Efficacy of the ChAdOx1 nCoV-19 Covid-19 Vaccine against the B.1.351 Variant.

BACKGROUND: Assessment of the safety and efficacy of vaccines against the severe acute respiratory syndrome coronavirus 2 (SARS-CoV-2) in different populations is essential, as is investigation of the efficacy of the vaccines against emerging SARS-CoV-2 variants of concern, including the B.1.351 (501Y.V2) variant first identified in South Africa. METHODS: We conducted a multicenter, double-blind, randomized, controlled trial to assess the safety and efficacy of the ChAdOx1 nCoV-19 vaccine (AZD1222) in people not infected with the human immunodeficiency virus (HIV) in South Africa. Participants 18 to less than 65 years of age were assigned in a 1:1 ratio to receive two doses of vaccine containing 5×1010 viral particles or placebo (0.9% sodium chloride solution) 21 to 35 days apart. Serum samples obtained from 25 participants after the second dose were tested by pseudovirus and live-virus neutralization assays against the original D614G virus and the B.1.351 variant. The primary end points were safety and efficacy of the vaccine against laboratory-confirmed symptomatic coronavirus 2019 illness (Covid-19) more than 14 days after the second dose.
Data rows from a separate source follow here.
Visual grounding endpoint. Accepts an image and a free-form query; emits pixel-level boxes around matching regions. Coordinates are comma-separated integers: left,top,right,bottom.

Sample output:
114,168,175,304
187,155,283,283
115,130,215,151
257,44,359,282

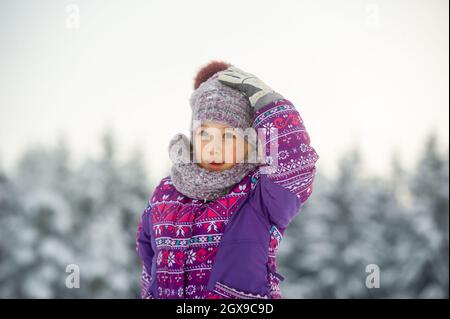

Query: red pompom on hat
194,61,231,90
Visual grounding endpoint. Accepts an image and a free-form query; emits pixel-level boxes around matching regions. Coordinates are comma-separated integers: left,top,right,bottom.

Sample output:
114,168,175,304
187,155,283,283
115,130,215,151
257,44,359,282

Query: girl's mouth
208,162,223,169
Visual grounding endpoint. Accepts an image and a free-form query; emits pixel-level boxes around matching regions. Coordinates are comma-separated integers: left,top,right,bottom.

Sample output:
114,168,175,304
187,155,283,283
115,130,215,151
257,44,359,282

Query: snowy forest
0,134,449,298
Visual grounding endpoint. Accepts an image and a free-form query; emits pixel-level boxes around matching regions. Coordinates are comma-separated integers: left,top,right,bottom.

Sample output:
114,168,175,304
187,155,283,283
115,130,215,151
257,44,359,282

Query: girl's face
194,122,249,171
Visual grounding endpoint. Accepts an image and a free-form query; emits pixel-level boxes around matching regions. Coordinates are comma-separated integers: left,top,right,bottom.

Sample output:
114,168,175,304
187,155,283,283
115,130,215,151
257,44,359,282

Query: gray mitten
218,66,283,110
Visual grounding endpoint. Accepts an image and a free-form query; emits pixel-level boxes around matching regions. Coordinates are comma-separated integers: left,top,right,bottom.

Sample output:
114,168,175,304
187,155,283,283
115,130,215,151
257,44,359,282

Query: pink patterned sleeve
136,205,154,299
253,99,319,204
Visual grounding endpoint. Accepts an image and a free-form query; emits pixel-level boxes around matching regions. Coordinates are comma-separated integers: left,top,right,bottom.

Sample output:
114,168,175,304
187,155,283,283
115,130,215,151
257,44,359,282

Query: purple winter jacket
137,99,319,298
RESULTS: Between June 24 and November 9, 2020, we enrolled 2026 HIV-negative adults (median age, 30 years); 1010 and 1011 participants received at least one dose of placebo or vaccine, respectively. Both the pseudovirus and the live-virus neutralization assays showed greater resistance to the B.1.351 variant in serum samples obtained from vaccine recipients than in samples from placebo recipients. In the primary end-point analysis, mild-to-moderate Covid-19 developed in 23 of 717 placebo recipients (3.2%) and in 19 of 750 vaccine recipients (2.5%), for an efficacy of 21.9% (95% confidence interval [CI], -49.9 to 59.8). Among the 42 participants with Covid-19, 39 cases (95.1% of 41 with sequencing data) were caused by the B.1.351 variant; vaccine efficacy against this variant, analyzed as a secondary end point, was 10.4% (95% CI, -76.8 to 54.8). The incidence of serious adverse events was balanced between the vaccine and placebo groups. CONCLUSIONS: A two-dose regimen of the ChAdOx1 nCoV-19 vaccine did not show protection against mild-to-moderate Covid-19 due to the B.1.351 variant. (Funded by the Bill and Melinda Gates Foundation and others; ClinicalTrials.gov number, NCT04444674; Pan African Clinical Trials Registry number, PACTR202006922165132)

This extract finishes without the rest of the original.